Несмотря на то что маэстро спрятал свою рыжую шевелюру под белоснежным париком, мы заприметили его, едва успели занять наши сиденья. Вивальди был без маски, и по его лицу мы сразу поняли, что его мучает неуверенность в себе, знакомая перед концертом любому солисту. Он, казалось, уставился прямо на нас, неодобрительно морща нос, но потом отвернулся.
— Ха! — сказала Марьетта.
Тем временем публика уже начала топать ногами и громко требовать, чтоб начинали представление.
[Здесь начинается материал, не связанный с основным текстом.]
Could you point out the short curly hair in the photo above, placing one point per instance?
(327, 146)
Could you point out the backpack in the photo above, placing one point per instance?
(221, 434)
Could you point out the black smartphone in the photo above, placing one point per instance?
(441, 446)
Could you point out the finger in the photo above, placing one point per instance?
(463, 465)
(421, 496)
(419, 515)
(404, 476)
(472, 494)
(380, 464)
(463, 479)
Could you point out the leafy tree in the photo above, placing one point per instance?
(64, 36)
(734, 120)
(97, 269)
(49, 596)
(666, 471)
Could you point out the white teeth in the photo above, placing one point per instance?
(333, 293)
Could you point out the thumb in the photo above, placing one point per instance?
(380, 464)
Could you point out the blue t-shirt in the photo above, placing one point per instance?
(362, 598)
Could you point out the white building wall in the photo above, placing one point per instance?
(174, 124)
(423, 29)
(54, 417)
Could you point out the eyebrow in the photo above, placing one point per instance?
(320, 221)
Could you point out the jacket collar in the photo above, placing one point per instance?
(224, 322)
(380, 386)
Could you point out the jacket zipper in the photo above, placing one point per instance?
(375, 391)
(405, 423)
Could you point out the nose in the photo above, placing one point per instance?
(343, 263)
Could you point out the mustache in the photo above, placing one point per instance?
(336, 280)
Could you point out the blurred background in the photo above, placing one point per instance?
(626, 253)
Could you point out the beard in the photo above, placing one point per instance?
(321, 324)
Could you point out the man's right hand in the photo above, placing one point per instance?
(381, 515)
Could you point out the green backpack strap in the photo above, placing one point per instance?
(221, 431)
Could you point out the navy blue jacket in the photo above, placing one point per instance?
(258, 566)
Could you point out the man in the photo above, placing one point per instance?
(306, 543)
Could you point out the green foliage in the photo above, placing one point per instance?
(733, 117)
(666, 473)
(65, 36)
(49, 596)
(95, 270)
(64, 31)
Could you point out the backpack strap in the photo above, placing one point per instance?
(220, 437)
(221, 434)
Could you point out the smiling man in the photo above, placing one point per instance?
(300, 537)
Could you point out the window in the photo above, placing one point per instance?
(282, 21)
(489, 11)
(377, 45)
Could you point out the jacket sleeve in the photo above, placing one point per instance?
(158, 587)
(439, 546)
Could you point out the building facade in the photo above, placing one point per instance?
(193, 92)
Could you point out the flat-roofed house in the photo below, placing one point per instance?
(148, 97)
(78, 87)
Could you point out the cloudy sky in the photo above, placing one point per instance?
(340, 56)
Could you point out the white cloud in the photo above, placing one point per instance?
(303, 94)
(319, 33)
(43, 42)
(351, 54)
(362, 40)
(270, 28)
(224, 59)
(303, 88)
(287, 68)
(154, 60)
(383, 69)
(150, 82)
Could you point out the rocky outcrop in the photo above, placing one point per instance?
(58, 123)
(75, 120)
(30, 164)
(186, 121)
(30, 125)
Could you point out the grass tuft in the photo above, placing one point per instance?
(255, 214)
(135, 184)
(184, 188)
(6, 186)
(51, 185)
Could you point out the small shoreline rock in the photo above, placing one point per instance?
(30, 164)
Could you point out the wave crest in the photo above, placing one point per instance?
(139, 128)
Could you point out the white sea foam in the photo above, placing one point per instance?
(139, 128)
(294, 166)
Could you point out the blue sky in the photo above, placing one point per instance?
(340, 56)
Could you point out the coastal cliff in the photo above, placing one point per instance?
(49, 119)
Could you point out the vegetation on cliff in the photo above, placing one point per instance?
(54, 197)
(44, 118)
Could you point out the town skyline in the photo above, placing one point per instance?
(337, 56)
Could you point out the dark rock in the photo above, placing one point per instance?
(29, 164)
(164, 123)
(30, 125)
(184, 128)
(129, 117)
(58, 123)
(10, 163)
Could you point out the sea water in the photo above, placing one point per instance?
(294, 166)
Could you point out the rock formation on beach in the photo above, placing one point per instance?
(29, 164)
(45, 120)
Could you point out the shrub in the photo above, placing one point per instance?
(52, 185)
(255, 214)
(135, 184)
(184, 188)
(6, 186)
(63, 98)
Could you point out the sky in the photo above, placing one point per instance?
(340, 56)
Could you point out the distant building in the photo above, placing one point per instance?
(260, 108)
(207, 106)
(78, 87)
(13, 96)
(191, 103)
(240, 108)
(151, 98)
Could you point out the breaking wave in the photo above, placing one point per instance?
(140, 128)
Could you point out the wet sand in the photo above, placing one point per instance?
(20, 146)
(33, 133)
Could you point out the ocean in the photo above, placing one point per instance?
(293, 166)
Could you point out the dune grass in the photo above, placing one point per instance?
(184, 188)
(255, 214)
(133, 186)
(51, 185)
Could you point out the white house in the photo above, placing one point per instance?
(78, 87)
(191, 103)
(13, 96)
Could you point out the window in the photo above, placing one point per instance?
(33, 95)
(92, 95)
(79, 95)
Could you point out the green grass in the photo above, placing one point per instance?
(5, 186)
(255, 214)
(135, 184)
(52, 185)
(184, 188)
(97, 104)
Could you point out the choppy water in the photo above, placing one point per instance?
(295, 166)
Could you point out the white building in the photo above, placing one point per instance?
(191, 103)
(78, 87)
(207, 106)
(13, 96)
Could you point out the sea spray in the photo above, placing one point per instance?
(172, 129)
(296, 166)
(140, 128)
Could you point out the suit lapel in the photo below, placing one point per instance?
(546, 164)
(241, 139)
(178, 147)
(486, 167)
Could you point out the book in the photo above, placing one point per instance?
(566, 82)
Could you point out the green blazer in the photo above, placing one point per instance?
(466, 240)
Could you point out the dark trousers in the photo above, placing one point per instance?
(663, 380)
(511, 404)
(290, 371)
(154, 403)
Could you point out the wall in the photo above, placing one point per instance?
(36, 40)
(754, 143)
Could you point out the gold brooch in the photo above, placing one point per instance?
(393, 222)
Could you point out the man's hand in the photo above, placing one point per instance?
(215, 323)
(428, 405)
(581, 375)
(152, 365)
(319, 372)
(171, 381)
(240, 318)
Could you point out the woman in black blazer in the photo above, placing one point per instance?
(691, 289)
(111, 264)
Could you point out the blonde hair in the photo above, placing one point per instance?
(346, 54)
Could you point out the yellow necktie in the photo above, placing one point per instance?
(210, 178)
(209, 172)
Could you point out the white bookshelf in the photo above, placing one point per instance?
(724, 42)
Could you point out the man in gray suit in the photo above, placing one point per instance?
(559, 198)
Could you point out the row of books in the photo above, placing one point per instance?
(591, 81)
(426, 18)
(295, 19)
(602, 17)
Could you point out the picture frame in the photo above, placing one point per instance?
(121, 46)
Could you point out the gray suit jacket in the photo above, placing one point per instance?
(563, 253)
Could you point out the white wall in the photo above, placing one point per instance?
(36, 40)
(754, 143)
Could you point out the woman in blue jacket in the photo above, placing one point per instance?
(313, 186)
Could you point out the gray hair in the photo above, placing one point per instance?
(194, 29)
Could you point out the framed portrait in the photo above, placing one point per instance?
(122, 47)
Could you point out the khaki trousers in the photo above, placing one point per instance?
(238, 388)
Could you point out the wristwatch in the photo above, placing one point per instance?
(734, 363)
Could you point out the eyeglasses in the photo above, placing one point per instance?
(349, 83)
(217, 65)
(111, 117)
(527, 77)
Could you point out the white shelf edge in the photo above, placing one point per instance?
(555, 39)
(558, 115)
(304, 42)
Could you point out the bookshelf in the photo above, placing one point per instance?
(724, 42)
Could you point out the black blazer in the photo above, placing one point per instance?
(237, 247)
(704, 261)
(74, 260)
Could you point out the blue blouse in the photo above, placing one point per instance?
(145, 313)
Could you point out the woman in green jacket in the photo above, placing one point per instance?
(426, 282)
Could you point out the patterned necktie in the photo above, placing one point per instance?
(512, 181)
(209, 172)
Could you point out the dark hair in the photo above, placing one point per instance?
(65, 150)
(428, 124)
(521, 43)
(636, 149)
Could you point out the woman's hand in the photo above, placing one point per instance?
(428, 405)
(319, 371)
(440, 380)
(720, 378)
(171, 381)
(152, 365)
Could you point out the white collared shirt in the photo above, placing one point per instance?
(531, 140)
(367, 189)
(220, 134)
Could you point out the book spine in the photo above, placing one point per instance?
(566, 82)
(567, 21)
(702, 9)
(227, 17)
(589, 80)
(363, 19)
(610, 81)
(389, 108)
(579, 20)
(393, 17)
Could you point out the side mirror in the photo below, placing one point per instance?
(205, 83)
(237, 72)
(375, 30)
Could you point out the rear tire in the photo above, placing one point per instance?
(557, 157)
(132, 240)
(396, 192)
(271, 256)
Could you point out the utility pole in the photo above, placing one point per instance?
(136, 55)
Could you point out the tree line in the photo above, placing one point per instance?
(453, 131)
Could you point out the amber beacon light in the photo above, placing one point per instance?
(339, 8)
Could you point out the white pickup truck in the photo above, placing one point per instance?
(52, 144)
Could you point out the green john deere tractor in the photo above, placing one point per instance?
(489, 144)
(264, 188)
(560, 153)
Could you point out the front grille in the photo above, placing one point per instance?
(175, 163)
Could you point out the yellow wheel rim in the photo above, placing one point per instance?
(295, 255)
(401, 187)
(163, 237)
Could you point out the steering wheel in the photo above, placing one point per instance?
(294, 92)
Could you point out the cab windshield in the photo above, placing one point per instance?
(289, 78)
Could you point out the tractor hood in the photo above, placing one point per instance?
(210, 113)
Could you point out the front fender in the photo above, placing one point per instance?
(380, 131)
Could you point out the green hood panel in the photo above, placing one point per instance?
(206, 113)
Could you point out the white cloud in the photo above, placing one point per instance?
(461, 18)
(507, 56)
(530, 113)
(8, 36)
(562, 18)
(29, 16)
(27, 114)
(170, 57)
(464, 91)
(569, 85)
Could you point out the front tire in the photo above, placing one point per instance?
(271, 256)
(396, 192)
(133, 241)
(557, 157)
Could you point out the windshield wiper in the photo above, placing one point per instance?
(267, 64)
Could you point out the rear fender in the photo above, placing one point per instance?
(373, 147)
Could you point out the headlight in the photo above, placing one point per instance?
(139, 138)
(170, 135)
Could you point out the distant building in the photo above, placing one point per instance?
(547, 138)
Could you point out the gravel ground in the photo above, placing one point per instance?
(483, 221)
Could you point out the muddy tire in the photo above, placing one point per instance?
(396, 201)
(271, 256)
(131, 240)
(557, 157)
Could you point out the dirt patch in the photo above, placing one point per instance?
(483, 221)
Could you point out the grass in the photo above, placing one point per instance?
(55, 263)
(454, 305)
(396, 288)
Мне на тыльную сторону ладони шлепнулся плевок, и я вскрикнула от отвращения, но подруга немедленно шикнула на меня.
— Dio! — выдохнула она, когда на сцену выплыла пышногрудая дива.
Слушатели разразились неистовыми аплодисментами.
— Ты только взгляни на нее!
Обряженная в костюм восточной рабыни, певица и не думала сообразовывать с ним свои манеры. Опера еще не началась, и дива попеременно то раскланивалась, то широко разводила свои пухлые, унизанные бессчетными украшениями руки в ответ на знаки внимания зрителей. На сцену хлынул ливень букетов с прицепленными к ним, как мне подумалось, любовными записками и мадригалами. Из-за кулис выбежала темнокожая женщина — по всей видимости, не участвовавшая в представлении — и принялась собирать подношения публики в корзину, а затем так же поспешно скрылась в другой кулисе, сопровождаемая гиканьем и ободрительными возгласами мужчин, сидевших вокруг нас.
Под гром аплодисментов на сцену вышел композитор, автор оперы. Заиграла музыка, и занавес разошелся, явив такую пышную и мастерски выполненную декорацию, что публика ахнула и пришла в еще большее оживление. Дива, заметно раздраженная событием, отвлекшим от нее внимание зрителей, стояла, притопывая ножкой и теребя темные локоны парика, ниспадавшие ей до пояса.
Наконец публика успокоилась. Певица собралась и запела.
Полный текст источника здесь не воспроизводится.